August 20, 2020

August 20, 2020 turned out to be a very important day. I remember going to bed the night before, and not feeling great. I woke up that Thursday morning and was in terrible shape. My headache stretched from my eyebrows to the middle of my back. It felt like a knife was under my right shoulder blade twisting into my lung. I assumed it was a horrible arthritis flare, but acknowledged I had never felt like this before. Covid-19 didn’t even cross my mind. Why? I had no fever, and I had no cough.

I called in sick on the 20th and was in bed all day. I could barely lift my head off the pillow and I was exhausted. All of the normal pain medications I would use were not working. I took Tylenol, ibuprophen, gabapentin, and more. Nothing was breaking this clenching pain. I am rarely so sick that I truly cannot do anything, but this was one of those days. I called in sick to work and decided to just try and sleep it off. That was 5 weeks ago.

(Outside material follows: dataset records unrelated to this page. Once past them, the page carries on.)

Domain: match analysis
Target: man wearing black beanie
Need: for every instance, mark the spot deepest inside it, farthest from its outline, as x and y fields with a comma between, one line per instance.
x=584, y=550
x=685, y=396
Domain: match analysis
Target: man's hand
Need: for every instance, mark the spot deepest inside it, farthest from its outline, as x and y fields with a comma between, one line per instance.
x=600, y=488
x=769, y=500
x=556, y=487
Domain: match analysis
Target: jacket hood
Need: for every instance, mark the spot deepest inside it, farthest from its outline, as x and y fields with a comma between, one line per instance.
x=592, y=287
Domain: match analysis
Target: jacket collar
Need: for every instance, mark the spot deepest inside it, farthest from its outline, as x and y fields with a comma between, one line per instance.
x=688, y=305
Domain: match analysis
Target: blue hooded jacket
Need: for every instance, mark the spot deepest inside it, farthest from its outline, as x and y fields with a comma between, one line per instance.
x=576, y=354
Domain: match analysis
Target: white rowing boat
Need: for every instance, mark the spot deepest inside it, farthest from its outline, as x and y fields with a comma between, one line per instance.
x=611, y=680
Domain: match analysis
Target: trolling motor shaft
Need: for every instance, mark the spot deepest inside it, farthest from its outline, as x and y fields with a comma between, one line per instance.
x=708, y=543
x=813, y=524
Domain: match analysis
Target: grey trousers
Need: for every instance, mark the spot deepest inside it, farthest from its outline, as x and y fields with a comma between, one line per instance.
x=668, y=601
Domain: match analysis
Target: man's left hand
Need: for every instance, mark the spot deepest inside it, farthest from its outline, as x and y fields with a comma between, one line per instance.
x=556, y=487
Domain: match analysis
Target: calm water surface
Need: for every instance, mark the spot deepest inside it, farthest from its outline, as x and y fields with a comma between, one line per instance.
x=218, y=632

Now when we look back, we see this week differently. My daughter remembers her allergies bothering her. None of us had much of an appetite, and food wasn’t tasting good. We were tired, but of course we are tired, we are a busy family. As someone with an autoimmune disease, I am very in tune with the fact there are good days and bad days. I know that one day I might feel terrible, but the next day I am fine. I was really expecting this horrible migraine to be just that and I that would be back on my feet the next day.

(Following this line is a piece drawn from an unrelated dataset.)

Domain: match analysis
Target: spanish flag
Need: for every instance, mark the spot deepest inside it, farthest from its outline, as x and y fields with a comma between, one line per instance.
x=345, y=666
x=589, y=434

I supposed there were moments that Covid crossed my mind. One of my bosses mentioned that it was the first thing she thought of when I mentioned my headache. We receive a lot of information about the virus, and I quickly learned a lot of it is partial, or complete, misinformation. Maybe that is why I started blogging. I needed to find a place where I can say what I know to be true outside of the politics, the vitriol, and social media.

I would think that a person could not argue with the truth.